Robert Denoël, éditeur

Chronique de procès en cascade

 

Le 9 janvier 1946, Jeanne Loviton écrit à Maximilien Vox, administrateur provisoire des Editions Denoël, que sa société d’édition est devenue propriétaire de toutes les parts de Robert Denoël dans la Société des Editions Denoël, et qu’en tant que partenaire majoritaire, elle demande une réunion des actionnaires, rue Amélie, en vue de faire nommer un nouveau gérant.

Cécile Denoël en est avisée le lendemain. Elle fait alors poser des scellés sur l’appartement qu’occupait son mari, boulevard des Capucines, et tente de faire de même à l’adresse de Jeanne Loviton, rue de l'Assomption.

Le 28 janvier, elle dépose contre Mme Loviton une plainte avec constitution de partie civile pour vol, escroquerie, abus de confiance, faux, usage de faux et abus de blanc seing.

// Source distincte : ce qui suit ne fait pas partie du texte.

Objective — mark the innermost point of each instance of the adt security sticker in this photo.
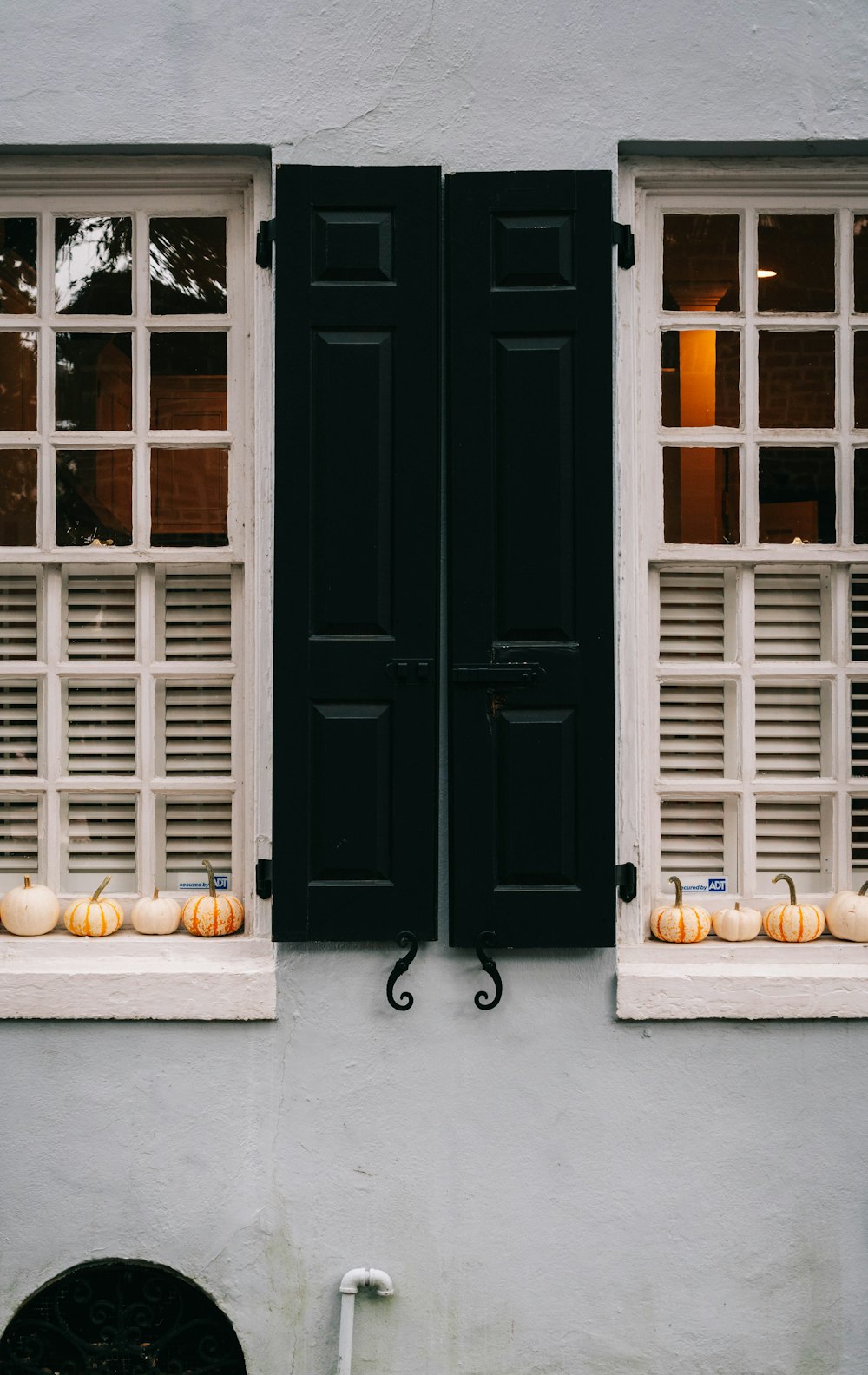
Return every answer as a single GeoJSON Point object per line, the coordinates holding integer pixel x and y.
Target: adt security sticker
{"type": "Point", "coordinates": [703, 885]}
{"type": "Point", "coordinates": [199, 883]}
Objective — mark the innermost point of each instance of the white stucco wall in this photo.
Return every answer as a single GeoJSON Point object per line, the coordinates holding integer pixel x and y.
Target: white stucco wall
{"type": "Point", "coordinates": [553, 1193]}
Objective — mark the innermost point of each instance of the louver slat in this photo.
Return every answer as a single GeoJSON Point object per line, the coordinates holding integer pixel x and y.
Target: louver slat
{"type": "Point", "coordinates": [858, 615]}
{"type": "Point", "coordinates": [197, 828]}
{"type": "Point", "coordinates": [788, 729]}
{"type": "Point", "coordinates": [788, 836]}
{"type": "Point", "coordinates": [18, 729]}
{"type": "Point", "coordinates": [788, 615]}
{"type": "Point", "coordinates": [199, 736]}
{"type": "Point", "coordinates": [18, 616]}
{"type": "Point", "coordinates": [19, 835]}
{"type": "Point", "coordinates": [692, 729]}
{"type": "Point", "coordinates": [102, 727]}
{"type": "Point", "coordinates": [692, 836]}
{"type": "Point", "coordinates": [199, 618]}
{"type": "Point", "coordinates": [102, 836]}
{"type": "Point", "coordinates": [101, 615]}
{"type": "Point", "coordinates": [691, 615]}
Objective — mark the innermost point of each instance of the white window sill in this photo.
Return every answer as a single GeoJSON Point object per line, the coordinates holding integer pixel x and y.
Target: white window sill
{"type": "Point", "coordinates": [753, 979]}
{"type": "Point", "coordinates": [131, 977]}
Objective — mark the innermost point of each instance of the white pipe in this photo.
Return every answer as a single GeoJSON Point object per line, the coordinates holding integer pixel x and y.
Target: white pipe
{"type": "Point", "coordinates": [380, 1282]}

L’instruction a été confiée au juge Jean Bourdon, au désappointement de la plaignante qui avait signalé au Parquet que le juge Gollety était chargé de l’enquête sur les causes de la mort de Denoël.

La séparation des deux dossiers risquait de lui être défavorable, et le fut en effet : dès le 30 octobre, le juge Bourdon rendait une ordonnance de non-lieu, ordonnance confirmée un mois plus tard par la Cour d’appel, avec des attendus assez surprenants.

Cécile Denoël, qui n’a pas fait appel de ce jugement, perd donc tout droit sur les biens disparus de son mari. Il ne lui reste à contester que la cession de parts signée le 25 octobre 1945 par Robert Denoël en faveur des Editions Domat-Montchrestien.

Le 24 décembre 1948 leTribunal de commerce estime simulée la cession de parts et condamne Jeanne Loviton et les Editions Domat-Montchrestien à la restitution. A la suite d’un appel des deux parties, la Cour d’appel nomme, le 2 novembre 1949, un expert pour examiner les écritures litigieuses.

Le 13 décembre 1950, la Cour d’appel ayant entendu le rapport de l’expert, déclare valable la cession de toutes ses parts par Robert Denoël en faveur des Editions Domat-Montchrestien.

Un acte de cession de parts en blanc : Robert Denoël était coutumier de cette pratique, dont il aura usé et abusé depuis ses débuts, en 1928.  « Mon mari », écrivait Cécile Denoël au juge Gollety, « avait la spécialité de créer des sociétés fictives ou de les continuer sous le couvert de prête-noms, et d’investir, également sous le couvert de prête-noms, des capitaux dans des sociétés existantes, en faisant signer à ces prête-noms des cessions de parts en blanc, c’est-à-dire sans indication de date et sans indication du nom de l’acquéreur de ces parts. »

Denoël se protégeait donc en conservant dans un coffre les cessions de parts en blanc. Dans la présente affaire, il aura manqué à sa veuve l’accès à ce coffre.